The European Union says nitrogen dioxide levels should not exceed 40 micrograms per cubic meter of air. NO2 levels on Oxford Street, however, peak at more than 450 micrograms per cubic metre, while average day and night levels since the beginning of the year have been 135 micrograms per cubic metre, more than three times the EU’s safety limit.

The tall, Queen Anne-style buildings along Oxford Street form an urban ‘canyon’ that stops pollution from the road level from diffusing into the sky.

According to Dr Robert Carslaw, principal air quality scientist at King’s College London and author of the study, the level of pollution is largely due to the use of diesel fuel by black taxi cabs and red double decker buses, and the location of the street in the heart of the city. 

The use of diesel is ironically an unintended consequence of early efforts to fight climate change. The European Union originally favoured diesel fuel over gasoline because it emits less carbon dioxide. Now scientists say diesel’s contaminants cause harm that exeeds its relative advantages.

London's Queen Mary University recently linked nitrogen dioxide exposure to pneumonia, especially in young children. It can also cause asthma and heart attacks. The World Health Organisation also says nitrogen dioxide can inflame the bronchitis  

Since 2009, Londoners have received more than 30 official warnings about the levels of pollution outside. Adults and children with lung and heart problems have been told to reduce physical exertion and avoid outdoor activity. But because air pollution and particulates in London are not visible, unlike the smog from unburnt fuel that shrouds urban centres including Beijing and Delhi, politicians don’t feel the same pressure to tackle the problem.

The London Mayor Boris Johnson has set up an Ultra-Low Emission Zone which will only allow the cleanest vehicles into central London.

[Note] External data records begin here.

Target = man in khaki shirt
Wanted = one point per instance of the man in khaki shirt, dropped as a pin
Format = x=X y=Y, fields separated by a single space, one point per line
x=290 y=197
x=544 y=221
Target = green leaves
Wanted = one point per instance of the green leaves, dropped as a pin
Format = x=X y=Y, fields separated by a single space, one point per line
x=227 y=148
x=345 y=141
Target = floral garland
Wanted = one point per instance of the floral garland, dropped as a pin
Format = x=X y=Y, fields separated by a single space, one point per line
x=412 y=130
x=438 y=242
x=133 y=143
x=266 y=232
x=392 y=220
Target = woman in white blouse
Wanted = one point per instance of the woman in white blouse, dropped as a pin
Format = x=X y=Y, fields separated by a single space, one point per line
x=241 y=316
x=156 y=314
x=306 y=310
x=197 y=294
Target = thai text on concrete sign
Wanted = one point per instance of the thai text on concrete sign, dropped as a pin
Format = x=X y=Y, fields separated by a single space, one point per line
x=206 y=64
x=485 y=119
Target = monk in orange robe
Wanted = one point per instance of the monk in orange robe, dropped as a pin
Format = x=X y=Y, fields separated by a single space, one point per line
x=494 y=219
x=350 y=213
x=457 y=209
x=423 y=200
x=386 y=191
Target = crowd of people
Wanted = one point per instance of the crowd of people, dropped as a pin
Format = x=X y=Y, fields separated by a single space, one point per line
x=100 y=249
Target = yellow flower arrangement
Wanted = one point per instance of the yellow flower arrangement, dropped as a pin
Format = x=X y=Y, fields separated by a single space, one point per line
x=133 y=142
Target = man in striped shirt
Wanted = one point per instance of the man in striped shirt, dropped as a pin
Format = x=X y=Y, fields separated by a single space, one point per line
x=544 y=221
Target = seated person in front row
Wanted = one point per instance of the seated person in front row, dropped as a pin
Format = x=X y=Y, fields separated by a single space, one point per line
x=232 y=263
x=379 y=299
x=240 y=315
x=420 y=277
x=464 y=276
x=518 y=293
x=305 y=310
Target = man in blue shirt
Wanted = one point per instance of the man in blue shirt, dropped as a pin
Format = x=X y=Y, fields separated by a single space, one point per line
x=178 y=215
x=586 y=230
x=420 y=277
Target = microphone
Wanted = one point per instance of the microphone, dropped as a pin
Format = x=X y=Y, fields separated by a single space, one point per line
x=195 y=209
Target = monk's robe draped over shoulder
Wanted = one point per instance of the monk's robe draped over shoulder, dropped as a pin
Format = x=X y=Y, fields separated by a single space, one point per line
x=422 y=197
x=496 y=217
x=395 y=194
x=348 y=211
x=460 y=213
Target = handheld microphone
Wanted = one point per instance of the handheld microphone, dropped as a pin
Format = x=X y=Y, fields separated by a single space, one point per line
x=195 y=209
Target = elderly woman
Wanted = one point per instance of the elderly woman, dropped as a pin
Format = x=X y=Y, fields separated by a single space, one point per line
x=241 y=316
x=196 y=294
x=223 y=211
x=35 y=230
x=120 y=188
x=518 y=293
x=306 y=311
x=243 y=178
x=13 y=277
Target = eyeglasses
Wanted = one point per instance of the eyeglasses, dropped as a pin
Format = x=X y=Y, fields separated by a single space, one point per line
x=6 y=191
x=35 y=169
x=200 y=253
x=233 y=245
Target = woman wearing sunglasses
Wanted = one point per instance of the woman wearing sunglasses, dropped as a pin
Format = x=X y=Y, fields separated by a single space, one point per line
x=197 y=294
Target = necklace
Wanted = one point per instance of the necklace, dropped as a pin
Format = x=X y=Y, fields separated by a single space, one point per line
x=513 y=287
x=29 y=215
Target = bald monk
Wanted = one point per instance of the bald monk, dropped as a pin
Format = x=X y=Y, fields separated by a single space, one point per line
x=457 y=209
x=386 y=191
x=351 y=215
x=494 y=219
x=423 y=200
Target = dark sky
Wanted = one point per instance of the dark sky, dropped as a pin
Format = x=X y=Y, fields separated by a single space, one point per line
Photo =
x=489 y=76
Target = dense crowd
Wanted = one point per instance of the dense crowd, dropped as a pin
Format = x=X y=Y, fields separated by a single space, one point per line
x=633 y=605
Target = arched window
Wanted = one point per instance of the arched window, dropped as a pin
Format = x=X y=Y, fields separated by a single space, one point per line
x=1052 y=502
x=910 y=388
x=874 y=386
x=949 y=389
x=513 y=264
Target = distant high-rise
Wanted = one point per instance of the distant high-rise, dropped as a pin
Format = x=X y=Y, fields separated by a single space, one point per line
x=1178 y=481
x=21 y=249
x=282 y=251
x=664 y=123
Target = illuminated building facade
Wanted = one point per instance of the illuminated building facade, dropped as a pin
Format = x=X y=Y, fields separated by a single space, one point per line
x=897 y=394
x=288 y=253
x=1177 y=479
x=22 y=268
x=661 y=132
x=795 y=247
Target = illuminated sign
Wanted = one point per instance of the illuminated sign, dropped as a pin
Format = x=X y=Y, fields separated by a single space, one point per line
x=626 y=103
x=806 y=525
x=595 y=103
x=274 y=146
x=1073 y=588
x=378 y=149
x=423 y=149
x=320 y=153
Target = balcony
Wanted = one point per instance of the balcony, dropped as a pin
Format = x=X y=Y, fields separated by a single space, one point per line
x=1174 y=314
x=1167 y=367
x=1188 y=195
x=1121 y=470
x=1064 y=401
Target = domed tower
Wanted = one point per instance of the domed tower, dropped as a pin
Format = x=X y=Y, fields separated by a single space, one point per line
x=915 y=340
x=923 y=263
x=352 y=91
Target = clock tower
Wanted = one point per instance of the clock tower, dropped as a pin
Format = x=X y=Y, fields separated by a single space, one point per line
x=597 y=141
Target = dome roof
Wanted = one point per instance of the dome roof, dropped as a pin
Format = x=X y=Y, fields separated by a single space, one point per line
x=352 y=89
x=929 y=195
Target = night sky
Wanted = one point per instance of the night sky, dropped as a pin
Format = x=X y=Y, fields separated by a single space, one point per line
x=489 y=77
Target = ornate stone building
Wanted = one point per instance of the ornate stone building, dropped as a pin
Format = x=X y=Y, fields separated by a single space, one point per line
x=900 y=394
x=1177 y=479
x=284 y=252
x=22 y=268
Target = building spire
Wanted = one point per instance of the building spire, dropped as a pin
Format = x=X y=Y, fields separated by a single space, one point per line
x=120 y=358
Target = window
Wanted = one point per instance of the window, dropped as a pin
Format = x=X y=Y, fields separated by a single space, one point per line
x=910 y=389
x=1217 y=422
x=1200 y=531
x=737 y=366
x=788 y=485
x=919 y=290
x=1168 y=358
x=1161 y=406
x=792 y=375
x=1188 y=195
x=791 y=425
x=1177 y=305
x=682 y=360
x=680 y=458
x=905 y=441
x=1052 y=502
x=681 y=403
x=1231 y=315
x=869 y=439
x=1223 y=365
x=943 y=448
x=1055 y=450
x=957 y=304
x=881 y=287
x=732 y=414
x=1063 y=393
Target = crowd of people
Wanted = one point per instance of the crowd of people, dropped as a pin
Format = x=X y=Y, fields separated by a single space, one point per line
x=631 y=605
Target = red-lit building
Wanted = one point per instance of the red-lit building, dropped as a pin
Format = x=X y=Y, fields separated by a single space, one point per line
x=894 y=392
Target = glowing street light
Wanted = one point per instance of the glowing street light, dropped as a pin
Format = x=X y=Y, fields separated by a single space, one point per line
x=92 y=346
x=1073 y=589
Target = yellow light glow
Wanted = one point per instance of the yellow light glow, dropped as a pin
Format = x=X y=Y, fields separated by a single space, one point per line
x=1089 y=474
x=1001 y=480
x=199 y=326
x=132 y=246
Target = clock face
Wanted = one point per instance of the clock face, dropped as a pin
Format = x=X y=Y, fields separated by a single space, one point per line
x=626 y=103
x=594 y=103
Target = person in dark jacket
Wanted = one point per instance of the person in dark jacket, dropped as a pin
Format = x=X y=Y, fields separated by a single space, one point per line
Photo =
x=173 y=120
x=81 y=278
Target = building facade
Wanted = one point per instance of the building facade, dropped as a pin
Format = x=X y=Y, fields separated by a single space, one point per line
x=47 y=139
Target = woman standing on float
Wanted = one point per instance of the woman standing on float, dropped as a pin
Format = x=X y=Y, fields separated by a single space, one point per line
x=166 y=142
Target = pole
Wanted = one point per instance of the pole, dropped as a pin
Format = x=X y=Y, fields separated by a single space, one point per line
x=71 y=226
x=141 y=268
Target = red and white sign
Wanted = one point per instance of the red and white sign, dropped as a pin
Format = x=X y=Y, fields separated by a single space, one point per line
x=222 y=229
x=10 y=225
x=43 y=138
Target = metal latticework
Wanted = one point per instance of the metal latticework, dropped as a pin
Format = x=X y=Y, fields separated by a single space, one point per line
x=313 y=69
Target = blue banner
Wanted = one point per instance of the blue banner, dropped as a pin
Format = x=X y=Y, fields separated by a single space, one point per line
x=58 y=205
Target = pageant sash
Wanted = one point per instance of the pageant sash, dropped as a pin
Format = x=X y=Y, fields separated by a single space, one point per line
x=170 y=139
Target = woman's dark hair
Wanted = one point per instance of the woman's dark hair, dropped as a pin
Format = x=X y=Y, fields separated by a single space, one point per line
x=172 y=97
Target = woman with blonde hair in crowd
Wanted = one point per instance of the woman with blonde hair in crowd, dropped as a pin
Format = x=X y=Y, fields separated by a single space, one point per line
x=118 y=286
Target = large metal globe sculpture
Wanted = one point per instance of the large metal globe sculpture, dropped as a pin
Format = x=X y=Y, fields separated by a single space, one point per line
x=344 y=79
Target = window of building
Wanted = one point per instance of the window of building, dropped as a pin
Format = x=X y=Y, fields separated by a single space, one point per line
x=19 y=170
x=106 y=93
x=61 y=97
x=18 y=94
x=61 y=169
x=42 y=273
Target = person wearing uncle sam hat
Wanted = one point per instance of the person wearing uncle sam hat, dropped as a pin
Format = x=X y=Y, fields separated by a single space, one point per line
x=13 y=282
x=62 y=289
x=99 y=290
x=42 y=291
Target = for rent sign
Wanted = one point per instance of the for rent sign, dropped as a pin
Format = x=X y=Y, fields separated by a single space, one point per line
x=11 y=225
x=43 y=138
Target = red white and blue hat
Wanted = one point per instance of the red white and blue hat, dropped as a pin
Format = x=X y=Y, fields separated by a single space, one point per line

But the programme will start in six years and will deal with just seven percent of the total of London over the limit in 2020. Other measures the mayor's office has adopted include a toll drivers pay to enter central London, a thriving bike-hire program and growing public transport network.

Heather Acton, Westminster City Council cabinet member for sustainability, said the borough is exploring and implementing policies such as retrofitting to reduce the carbon output of buildings in Westminster. It has installed air quality monitoring stations, including
one in Oxford Street. And it has called for a 20 percent reduction in the number of buses on Oxford Street.

But that’s not enough to satisfy some Londoners, who are calling for a rapid switch to trams, electric buses and taxis. Some want London to follow New York and introduce traffic-free days to promote its main shopping area.